Mit guter Laune, einem einfachen, aber einprägsamen Refrain und munter machenden Harp-Spiel kehren ANGUS KHAN dann nochmal ihre positive Seite nach außen. Sicher, vom Hocker reißt dieser Song auch niemanden, aber immerhin taugt er wunderbar als Soundträckchen für ein herzhaftes Biker BBQ!
Kaum gelobt, geht es aber auch schon wieder bergab. Chainsaw Betty... au-haua-haua-ha, was soll ich dazu noch schreiben... ach ja, ich könnte die Lyoner durch Schnitzel ersetzen...
Das Ende der CD naht mit Exile On Mean Street. Wer insgeheim dachte, dass sich dieses Wortspiel ein wenig, wenigstens einen Hauch, quasi so ein klitzekleines bissl an "Exile On Main Street" orientiert, sprich ein Blues- oder Boogie-Pfund in die Waagschale wirft, sieht sich kurz darauf in einer schier endlosen, nächtlichen Öde, mit zwei Pfund Rindfleisch am Bein im Regen stehen... kein Hund weit und breit...!
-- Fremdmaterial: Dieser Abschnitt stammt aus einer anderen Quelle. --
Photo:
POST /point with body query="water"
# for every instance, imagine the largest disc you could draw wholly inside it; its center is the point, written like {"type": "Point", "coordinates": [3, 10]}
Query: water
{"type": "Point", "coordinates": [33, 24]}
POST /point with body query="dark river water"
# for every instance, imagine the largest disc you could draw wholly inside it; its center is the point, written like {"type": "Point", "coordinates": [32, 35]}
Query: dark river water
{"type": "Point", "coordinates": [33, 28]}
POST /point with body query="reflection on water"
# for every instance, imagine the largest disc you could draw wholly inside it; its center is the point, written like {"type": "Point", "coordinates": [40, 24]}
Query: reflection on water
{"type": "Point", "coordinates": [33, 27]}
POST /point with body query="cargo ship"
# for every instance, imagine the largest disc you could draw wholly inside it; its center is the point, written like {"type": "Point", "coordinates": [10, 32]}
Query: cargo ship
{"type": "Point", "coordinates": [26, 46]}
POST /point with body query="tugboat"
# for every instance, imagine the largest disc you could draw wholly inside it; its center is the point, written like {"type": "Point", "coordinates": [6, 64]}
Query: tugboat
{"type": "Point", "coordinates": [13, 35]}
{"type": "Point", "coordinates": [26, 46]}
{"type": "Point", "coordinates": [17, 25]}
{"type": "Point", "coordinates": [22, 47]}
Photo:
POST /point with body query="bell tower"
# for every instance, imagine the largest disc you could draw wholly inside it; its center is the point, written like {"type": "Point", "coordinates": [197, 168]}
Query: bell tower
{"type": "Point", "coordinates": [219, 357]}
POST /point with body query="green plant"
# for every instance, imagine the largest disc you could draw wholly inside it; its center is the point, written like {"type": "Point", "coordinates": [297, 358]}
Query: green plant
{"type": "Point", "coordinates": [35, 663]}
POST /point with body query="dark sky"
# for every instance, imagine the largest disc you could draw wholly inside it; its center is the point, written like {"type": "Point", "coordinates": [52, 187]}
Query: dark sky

Fazit? Fazit gibt es keins. In die Sparte "Biker Rock" mag ich ANGUS KHAN gar nicht erst stellen, denn von AC/DC, ZZ Top, LITTLE CÄSAR oder den THUNDERHAWKS sind sie Meilen entfernt. Und von den Bands, die ANGUS KHAN auf ihrer Promo-Biographie avisieren, fang' ich gar nicht erst an.
Wer auf Kick Ass, Schweine Rock und Hauruck Mucke steht, mag "Black Leather Soul" durchaus ein paar positivere Seiten abgewinnen. Allerdings wage ich auch hier zu prophezeien, dass diese Scheibe, spätestens nach dem achten Hördurchgang, immer tiefer ins CD-Regal rutschen wird...
Um weiter vorne zu bleiben fehlt ihr schlicht und einfach das Potential.